In article <1614@cadre.dsl.PITTSBURGH.EDU> cww@cadre.dsl.pittsburgh.edu.UUCP
(Charles William Webster) writes:
>
>Do you mean that between the rapid succession of conscious "moments"
>is a sleeplike state, or that there is nothing between these "moments",
>except longer periods of sleep? Much current research on dreaming
>is converging on the generalization that dreaming is a kind of
>"consciousness". If this were true, then what is between dream
>thoughts? You may have been joking but I think it would be fascinating
>if the the brain was sleeping between "thoughts". But would it be
>the sleep of dreams or the sleep of little deaths?

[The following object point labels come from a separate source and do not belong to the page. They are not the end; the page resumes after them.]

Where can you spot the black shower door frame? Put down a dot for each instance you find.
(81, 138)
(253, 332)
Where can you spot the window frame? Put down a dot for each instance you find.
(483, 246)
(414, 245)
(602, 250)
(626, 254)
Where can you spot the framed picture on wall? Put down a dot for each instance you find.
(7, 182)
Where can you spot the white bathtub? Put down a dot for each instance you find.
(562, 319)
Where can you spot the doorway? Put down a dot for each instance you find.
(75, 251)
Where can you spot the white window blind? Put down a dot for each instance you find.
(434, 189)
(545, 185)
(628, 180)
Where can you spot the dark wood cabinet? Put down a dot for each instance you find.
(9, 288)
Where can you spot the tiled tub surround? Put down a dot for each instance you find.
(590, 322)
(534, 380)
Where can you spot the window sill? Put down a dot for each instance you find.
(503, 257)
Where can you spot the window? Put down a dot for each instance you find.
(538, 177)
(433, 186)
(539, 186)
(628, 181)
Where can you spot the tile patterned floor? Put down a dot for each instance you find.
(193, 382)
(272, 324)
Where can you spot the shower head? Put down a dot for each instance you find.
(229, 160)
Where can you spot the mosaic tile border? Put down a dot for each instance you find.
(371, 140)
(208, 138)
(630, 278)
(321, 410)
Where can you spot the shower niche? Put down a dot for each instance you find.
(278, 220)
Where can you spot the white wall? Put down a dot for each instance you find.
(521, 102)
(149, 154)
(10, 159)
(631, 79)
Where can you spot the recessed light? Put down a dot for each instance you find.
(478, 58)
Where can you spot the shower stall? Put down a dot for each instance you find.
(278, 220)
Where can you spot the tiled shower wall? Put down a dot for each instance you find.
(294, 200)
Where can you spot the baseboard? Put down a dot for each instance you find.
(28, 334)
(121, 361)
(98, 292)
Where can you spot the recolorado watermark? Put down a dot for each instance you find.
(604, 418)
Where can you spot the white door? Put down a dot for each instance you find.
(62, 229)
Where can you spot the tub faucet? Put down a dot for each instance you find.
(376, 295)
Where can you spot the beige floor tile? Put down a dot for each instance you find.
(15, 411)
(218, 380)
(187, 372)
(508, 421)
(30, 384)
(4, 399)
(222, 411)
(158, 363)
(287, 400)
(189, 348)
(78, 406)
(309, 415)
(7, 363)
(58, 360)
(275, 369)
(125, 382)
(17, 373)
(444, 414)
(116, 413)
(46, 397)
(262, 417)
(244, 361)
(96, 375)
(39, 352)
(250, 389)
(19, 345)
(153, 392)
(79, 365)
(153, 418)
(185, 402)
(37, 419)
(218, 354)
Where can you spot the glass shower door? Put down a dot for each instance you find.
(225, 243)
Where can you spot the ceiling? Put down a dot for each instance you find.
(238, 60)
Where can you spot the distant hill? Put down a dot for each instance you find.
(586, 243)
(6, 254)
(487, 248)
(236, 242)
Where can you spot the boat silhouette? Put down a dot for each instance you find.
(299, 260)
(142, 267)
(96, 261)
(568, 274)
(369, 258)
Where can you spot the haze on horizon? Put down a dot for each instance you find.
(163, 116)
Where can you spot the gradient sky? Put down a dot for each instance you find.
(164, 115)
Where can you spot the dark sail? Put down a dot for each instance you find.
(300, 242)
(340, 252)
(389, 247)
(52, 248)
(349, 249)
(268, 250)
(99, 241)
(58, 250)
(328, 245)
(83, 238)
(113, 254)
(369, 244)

I meant that there is no "between thoughts" except for sleep,
expecially the deeper sleep, not that associated with partial
consciousness, such as REM sleep.

--Blair
"...with a hedge for whatever
non-thinking states
meditationalists are able
to achieve..."

------------------------------

Date: 18 Oct 88 05:27:29 GMT
From: leah!gbn474@bingvaxu.cc.binghamton.edu (Gregory Newby)
Subject: Re: Here's one ...

In a previous article, Blair P. Houghton writes:
> >>>Have you ever thought about what the brain is doing between thoughts?
> >>Sleeping.
>
> >
> >Do you mean that between the rapid succession of conscious "moments"
> >is a sleeplike state, or that there is nothing between these "moments",
> >except longer periods of sleep?

Research result (unpublished) from a recent conference:

Participants were instructed to watch a string of blinking holiday
lights (the xmas tree kind, which blink more or less randomly).
A beatles' song was played (I forget which one). When polled
afterwards, most participants reported seeing the lights blink
on and off IN RYTHM to the music.

Possible conclusion: consciousness, like most things we can name
in nature, oscillates.

I leave it for your consideration.

--newbs
(
gbnewby@rodan.acs.syr.edu
gbn474@leah.albany.edu
)

------------------------------

Date: 18 Oct 88 13:52:33 GMT
From: mnetor!utzoo!utgpu!water!watmath!watdcsu!smann@uunet.uu.net
(Shannon Mann - I.S.er)
Subject: Re: Here's one ...

In a previous article, Gregory Newby writes:
>Research result (unpublished) from a recent conference:
>
>Participants were instructed to watch a string of blinking holiday
>lights (the xmas tree kind, which blink more or less randomly).
>A beatles' song was played (I forget which one). When polled
>afterwards, most participants reported seeing the lights blink
>on and off IN RYTHM to the music.
>
>Possible conclusion: consciousness, like most things we can name
>in nature, oscillates.
>
Other possible conclusion: we unconsciously attach meaning to apparently
randon patterns i.e. we hear the music, we see the lights, we notice that there
are some of the lights lit on the beat, and disregard the rest as noise.
Hence, we have a pattern where none existed before. Sounds like pattern-
recognition to me. :-)
Seriously, I believe Neuro-Linguistics uses tapping, or rubbing motions to
influence the pace of communications between two people. Don't know why,
just seems to work.

>I leave it for your consideration.
>
>--newbs

-=-
-=- Shannon Mann -=- smann@watdcsu.UWaterloo.ca
-=-

'I have no brain, and I must think...' - An Omynous
'If I don't think, AM I' - Another Omynous

P.S. I'd like to know what 'oscillating consciousness' is supposed to mean.